I have no doubt that the issue you describe happens, but people have also had the experience that there simply isn't any "enjoyable activity range" to begin with. This could be some abnormality in interoception, which researchers are finding is much more common than previously thought (it was previously regarded primarily as an ASD symptom, but as much as 15% of the general population might be affected depending on how abnormality is defined and assessed).


> but as much as 15% of the general population might be affected depending on how abnormality is defined and assessed

Do you have any links to research on this topic?


I should probably start bookmarking this stuff. To be clear, the connection to exercise resistance/intolerance is my own speculation. Most of the actual research so far is focused on the relationship between abnormal interoception and aspects of mental illness. A lot of this is also pretty preliminary; as far as I can tell, there's not yet much consensus on even a rigorous definition of which sensory functions qualify as "interoceptive", let alone validation of methods to measure it. That being said, interesting articles include:

Alexithymia, not autism, is associated with impaired interoception [1]

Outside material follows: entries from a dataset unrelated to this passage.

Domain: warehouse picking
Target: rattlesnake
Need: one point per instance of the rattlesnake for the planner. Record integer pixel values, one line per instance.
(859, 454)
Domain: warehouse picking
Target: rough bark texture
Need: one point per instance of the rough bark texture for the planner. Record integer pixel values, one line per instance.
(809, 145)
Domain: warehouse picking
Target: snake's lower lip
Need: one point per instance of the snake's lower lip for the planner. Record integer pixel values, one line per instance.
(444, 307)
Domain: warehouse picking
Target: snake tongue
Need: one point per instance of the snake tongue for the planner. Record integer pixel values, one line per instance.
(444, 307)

“Lacking warmth”: Alexithymia trait is related to warm-specific thermal somatosensory processing [2]

Alexithymia: a general deficit of interoception [3]

Alexithymia Is Associated With a Multidomain, Multidimensional Failure of Interoception: Evidence From Novel Tests [4]

[1] https://www.ncbi.nlm.nih.gov/pmc/articles/PMC4962768/

[2] https://www.ncbi.nlm.nih.gov/pmc/articles/PMC5595273/

[3] https://www.ncbi.nlm.nih.gov/pmc/articles/PMC5098957/

[4] https://www.ncbi.nlm.nih.gov/pmc/articles/PMC5824617/


Good point. It's an important factor. If I may add one pinch of advice though: it's also important not to run for pleasure only, that's the reason people are overweight in the first place; eating on a couch is 100% pleasure. Some times you have to overcome a pain barrier. And very often in life it is so. Not to turn people into masochists but it's important to know.


Well, yes and no. With me, as I started to get more active, I voluntarily pushed into those pain barriers because they weren't that bad, and made me feel amazing the next morning. Similarly, my eating habits improved primarily because eating junk makes me feel sluggish for a while, robbing later activity of its enjoyment. I sometimes still make that choice, but I usually pick activity instead.

Most importantly, through the whole process, I never had to force myself to do something I didn't want to. Instead, I put myself in positions where I want to do things that have a long-term benefit, for short-term reasons.


I had moments of deep mental resistance, anything is a damn burden. I believe lots of people feel the same and have a few very high psychological barriers.


True; I was lucky enough to be able to find a path through the maze that goes around most of my mental barriers. There’s no guarantee such a path will exist, and even if it does, it’ll be different for everyone.


IMO that's another thing you learn with time. There's no sure path.. you oughta crack through. Which is a bit paradoxical since you actually lack willpower but it's the only way.

It's like todolists.. I have thousands of them. Nothing happens. At times I just roll up my sleeves, in a very thin anger, and just go through chores and duties.

Now that I internalized that notion I'm much more willing to do things rather than procrastinate and day dream about how I would/should/could.

I'm not 100% proactive, far from that, but I know I'll be much happier if I do be (sic).


>eating on a couch is 100% pleasure

It's not that simple. For example, humans can indulge and feel guilty at the same time. We're complicated beasts.


True, it's amazing when you think no no no no but yet you do it.


This is why culture/education is important. You can rediscover this on your own but it may mean hitting bottom to actually try other strategies. Or you can rely on experience of others. Or at least a system that let you fall a bit and then give you incentives to go the other way.